Mike: His free fall, a bit faster than Linda’s hurdle over the bushes, accelerated to an unprecedented 625.2 miles per hour at the 90,000’ mark (just under the sound barrier), decelerating as he fell into thicker air. Four and a half minutes after stepping from the platform of Excelsior III, and down to 18,000’ above earth, the main parachute deployed slowing Joe for his landing on New Mexico’s desert floor. It lasted 13 minutes and 45 seconds, and then Joe went on to fly combat aircraft in Vietnam, staying for awhile in a North Vietnamese prisoner of war camp.
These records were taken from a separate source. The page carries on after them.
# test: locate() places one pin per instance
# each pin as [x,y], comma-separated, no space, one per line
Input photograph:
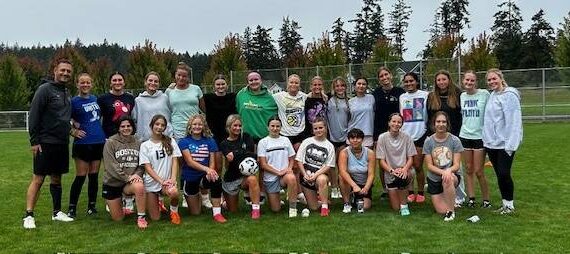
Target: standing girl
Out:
[199,168]
[473,103]
[159,157]
[87,146]
[502,133]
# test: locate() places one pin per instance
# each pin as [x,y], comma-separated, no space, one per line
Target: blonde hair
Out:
[206,132]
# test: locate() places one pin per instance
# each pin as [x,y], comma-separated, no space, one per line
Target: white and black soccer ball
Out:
[248,166]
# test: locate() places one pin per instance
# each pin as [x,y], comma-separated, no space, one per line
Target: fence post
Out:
[543,96]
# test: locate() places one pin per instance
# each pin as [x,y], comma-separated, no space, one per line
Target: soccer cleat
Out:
[255,214]
[324,212]
[292,212]
[29,222]
[449,216]
[141,223]
[161,206]
[174,217]
[347,208]
[405,211]
[61,216]
[420,198]
[219,218]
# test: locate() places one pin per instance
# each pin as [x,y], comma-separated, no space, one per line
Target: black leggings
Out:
[502,164]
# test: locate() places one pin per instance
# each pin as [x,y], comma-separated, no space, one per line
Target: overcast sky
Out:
[195,26]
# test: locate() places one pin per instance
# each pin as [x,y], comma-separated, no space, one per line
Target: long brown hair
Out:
[453,92]
[164,140]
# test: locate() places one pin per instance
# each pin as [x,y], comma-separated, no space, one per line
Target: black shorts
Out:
[52,160]
[420,141]
[435,188]
[472,144]
[87,152]
[111,192]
84-year-old Kittinger has held the record for the highest, fastest and longest skydive in history for 52 years, but he has worked hard to change that. His would be the only voice 43-year-old Felix Baumgartner would hear, coaching him as he jumped from 120,000 feet – 23 miles above the earth. Just like his coach, Felix is testing equipment for the next generation of space suits as well as survival mechanisms that provide a back-up for astronauts in the event they have to escape their spacecraft at high altitude and re-enter earth’s atmosphere. Joe says he is happy to see someone finally break his record.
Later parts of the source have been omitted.